Ende der Nullerjahre waren Spiele unabhängiger Entwickler noch die Ausnahme und originelle, aber höchstens Eingeweihten bekannte Exoten. Ein Jahrzehnt später sieht die Welt der Videospiele anders aus: Die großen Publisher haben sich auf einige wenige lukrative Riesenfranchises beschränkt, ihre kleineren Studios geschlossen und alles unterhalb der Blockbuster-Marke den Unabhängigen überlassen. Die finanzieren sich mit Crowdfunding, Early Access oder schlichter Selbstausbeutung, liefern von ambitionierten Hochglanzspielen knapp unterhalb der Großen bis hin zu pixelig hingerotzten Einmannproduktionen geschätzte 98 Prozent der erscheinenden Spiele und sind im Kampf um Aufmerksamkeit und schwindende Mittel in Zeiten der Indiepocalypse ironischerweise wieder von "Indie-Publishern" oder Plattformbetreibern wie Apple oder Arcade abhängig geworden.

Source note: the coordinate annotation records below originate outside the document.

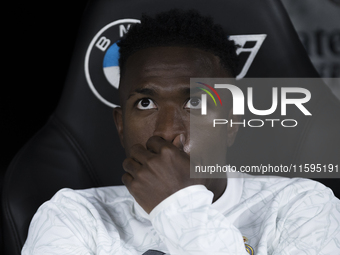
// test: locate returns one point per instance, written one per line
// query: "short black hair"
(179, 28)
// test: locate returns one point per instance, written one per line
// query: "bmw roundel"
(101, 61)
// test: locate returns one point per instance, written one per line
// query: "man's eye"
(145, 104)
(193, 103)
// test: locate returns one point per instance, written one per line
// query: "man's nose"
(170, 124)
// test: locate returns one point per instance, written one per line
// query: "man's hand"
(157, 171)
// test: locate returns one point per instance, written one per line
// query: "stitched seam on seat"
(77, 148)
(7, 212)
(305, 130)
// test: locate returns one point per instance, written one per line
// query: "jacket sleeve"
(187, 224)
(67, 225)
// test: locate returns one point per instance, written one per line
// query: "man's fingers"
(139, 153)
(155, 144)
(131, 166)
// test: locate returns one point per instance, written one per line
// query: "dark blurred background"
(38, 39)
(37, 44)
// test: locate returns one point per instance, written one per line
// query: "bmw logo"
(101, 61)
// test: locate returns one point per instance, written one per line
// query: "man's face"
(155, 95)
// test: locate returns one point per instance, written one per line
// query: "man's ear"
(232, 130)
(118, 118)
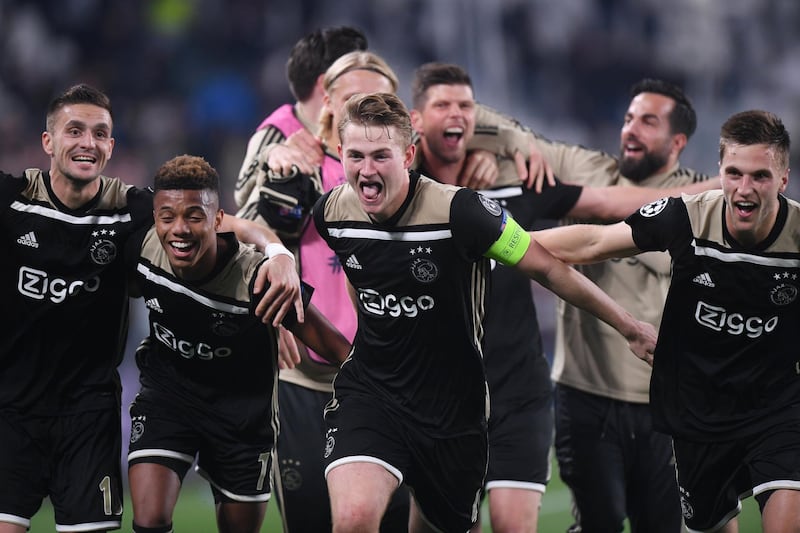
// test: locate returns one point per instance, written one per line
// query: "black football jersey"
(516, 368)
(421, 281)
(64, 293)
(206, 346)
(726, 363)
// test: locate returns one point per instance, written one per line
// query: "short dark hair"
(436, 73)
(756, 127)
(377, 109)
(313, 54)
(683, 118)
(186, 172)
(77, 94)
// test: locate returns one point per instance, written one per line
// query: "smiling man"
(521, 426)
(65, 319)
(410, 404)
(725, 384)
(209, 366)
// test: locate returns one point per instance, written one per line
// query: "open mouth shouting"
(182, 249)
(370, 191)
(453, 135)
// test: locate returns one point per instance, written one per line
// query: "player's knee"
(154, 529)
(355, 516)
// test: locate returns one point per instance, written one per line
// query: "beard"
(640, 169)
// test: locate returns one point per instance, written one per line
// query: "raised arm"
(573, 287)
(320, 335)
(279, 271)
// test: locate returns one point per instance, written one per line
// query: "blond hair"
(359, 60)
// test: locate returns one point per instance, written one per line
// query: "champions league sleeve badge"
(653, 208)
(490, 205)
(103, 251)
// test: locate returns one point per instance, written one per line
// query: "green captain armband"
(511, 245)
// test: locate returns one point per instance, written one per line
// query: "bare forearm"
(249, 232)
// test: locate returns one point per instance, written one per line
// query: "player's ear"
(411, 151)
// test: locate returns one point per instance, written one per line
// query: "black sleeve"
(476, 222)
(318, 212)
(660, 225)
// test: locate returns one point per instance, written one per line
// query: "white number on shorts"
(263, 458)
(105, 488)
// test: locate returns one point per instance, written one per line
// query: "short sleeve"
(660, 225)
(476, 222)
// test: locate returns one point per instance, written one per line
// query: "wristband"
(276, 248)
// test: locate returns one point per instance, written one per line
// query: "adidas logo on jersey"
(29, 239)
(704, 279)
(153, 304)
(353, 263)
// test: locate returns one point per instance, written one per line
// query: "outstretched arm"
(279, 271)
(566, 282)
(617, 202)
(587, 243)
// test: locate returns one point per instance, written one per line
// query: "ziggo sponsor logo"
(719, 319)
(378, 304)
(37, 284)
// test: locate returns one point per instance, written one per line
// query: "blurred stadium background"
(197, 76)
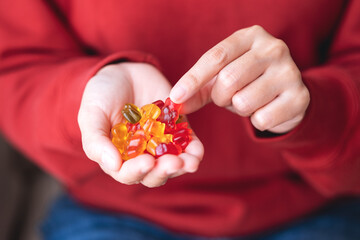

Trotzdem: Die Zehnerjahre waren das Jahrzehnt von Indie. Zehn außergewöhnliche Spiele unabhängiger Entwickler aus den letzten zehn Jahren stehen hier stellvertretend für eine lebendige, kreative und stets überraschende Szene, die sich längst vom Underground zum alternativen Mainstream entwickelt hat – und ihrerseits mächtige Inspiration für den Hochglanz-Mainstream geworden ist.

"Spelunky"

Eigentlich stammt die erste, kostenlose und retro-pixelige Inkarnation von Derek Yus einflussreichem "Rogue-lite" bereits aus dem Jahr 2008, doch mit der ersten kommerziellen, überarbeiteten Version von 2012 beginnt der Siegeszug des neuen, alten Spielkonzepts, das seitdem nicht mehr totzukriegen ist und ein wahrer Megatrend im Gamedesign geworden ist.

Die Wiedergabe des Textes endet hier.